Stephen is invisible: he was born that way. He doesn’t know the logistics, just that he can’t see himself, and no one else has ever seen him, either. He knows his invisibility is the result of a curse, but by the time he’s almost sixteen, and his mother (who raised him) is dead, it’s just something he lives with, just how things are. He knows from experience that if he concentrates, he can make himself tangible to others; he knows from experience that his voice, if he speaks, can always be heard. But he doesn’t know anything beyond that, and with his mother gone it seems like he’s unlikely to find out. His dad, who couldn’t deal with the weirdness of it all, lives across the country, but supports Stephen financially. And Stephen, meanwhile, lives in New York City, alone. He does the things a loner kid who isn’t invisible might do: walks in the park, people-watches, goes online, hangs out. But the possibility of interaction isn’t there for him (except online: and typing is hard for him). It’s not there, that is, until Elizabeth moves in down the hall. Stephen sees her in the hall one day, wrestling with a load of shopping bags, and it becomes apparent that she can see him.
So they become friends, and then more-than-friends, and Stephen eventually tells her that he’s invisible (after some awkward moments and jokes from Elizabeth’s younger brother, Laurie, about her imaginary boyfriend) and, oh then eventually Laurie and Elizabeth and Stephen go to a comic shop where they’ve heard there’s a resident witch, who turns out to be a sweet old lady named Millie, who is actually something called a spellseeker: someone who can see curses. Which, it turns out, Elizabeth is, too. Which turns the book from a straightforward-ish teen romance into a quest narrative: Elizabeth and Laurie and Stephen set out to figure out how to break Stephen’s curse, which they can only do by confronting and defeating the person who cast it: who happens to be Stephen’s thoroughly nasty grandfather, who he’s just recently learned about from his dad.

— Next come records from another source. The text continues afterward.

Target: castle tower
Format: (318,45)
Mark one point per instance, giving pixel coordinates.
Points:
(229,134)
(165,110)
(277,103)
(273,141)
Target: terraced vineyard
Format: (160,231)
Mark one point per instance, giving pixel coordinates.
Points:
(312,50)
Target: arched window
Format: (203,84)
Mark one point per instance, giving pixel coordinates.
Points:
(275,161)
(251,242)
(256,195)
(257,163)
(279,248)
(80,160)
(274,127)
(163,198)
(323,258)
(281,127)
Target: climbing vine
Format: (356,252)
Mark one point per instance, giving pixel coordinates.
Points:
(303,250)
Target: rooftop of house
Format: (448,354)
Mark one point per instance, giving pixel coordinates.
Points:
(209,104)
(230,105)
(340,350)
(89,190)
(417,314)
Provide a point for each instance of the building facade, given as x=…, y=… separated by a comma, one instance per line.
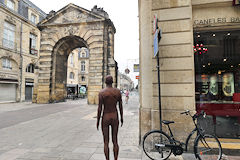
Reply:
x=72, y=73
x=83, y=65
x=77, y=72
x=65, y=30
x=19, y=49
x=199, y=64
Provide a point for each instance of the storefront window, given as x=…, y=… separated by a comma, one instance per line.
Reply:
x=217, y=80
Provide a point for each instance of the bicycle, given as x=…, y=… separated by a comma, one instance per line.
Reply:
x=158, y=145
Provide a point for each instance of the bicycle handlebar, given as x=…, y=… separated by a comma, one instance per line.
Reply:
x=187, y=112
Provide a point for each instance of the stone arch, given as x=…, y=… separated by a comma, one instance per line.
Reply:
x=60, y=54
x=63, y=31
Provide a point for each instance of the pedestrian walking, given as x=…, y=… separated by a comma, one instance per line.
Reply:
x=109, y=97
x=127, y=97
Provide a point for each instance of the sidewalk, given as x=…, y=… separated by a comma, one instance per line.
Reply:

Unfortunately, the quest narrative makes things a little more plot-driven than I would like. I liked the characters more than the plot: Stephen and his habit of making up stories about the people he sees; Laurie and his kindness, despite the fact that the world has not always been kind to him (he’s gay, and he and Elizabeth and their mom moved to New York after he was jumped and beaten by six guys at his old school in Minnesota). Partly because of the character vs. plot issue, I liked the contemporary YA romance story better than the magical quest story, though the magical parts do have some good bits: I like the way the whole book is set in NYC, the way that the magical world is overlaid on the normal one: the way that Stephen and Elizabeth start falling for each other at Bethesda Fountain and then the way that Elizabeth practices her spellseeking abilities by looking for curses on a crowded subway car, the way that a normal day in the park turns scary thanks to Stephen’s grandfather’s curses. I like the description of Times Square at night, Stephen invisibly running up “the red-lit staircase at the center” of it, and the description of a stretch of Central Park as a place “where nature draws a canopy over all the city thoughts, leaving you with a deep sense of leaves and light, people passing through and the world staying still” (25, 48).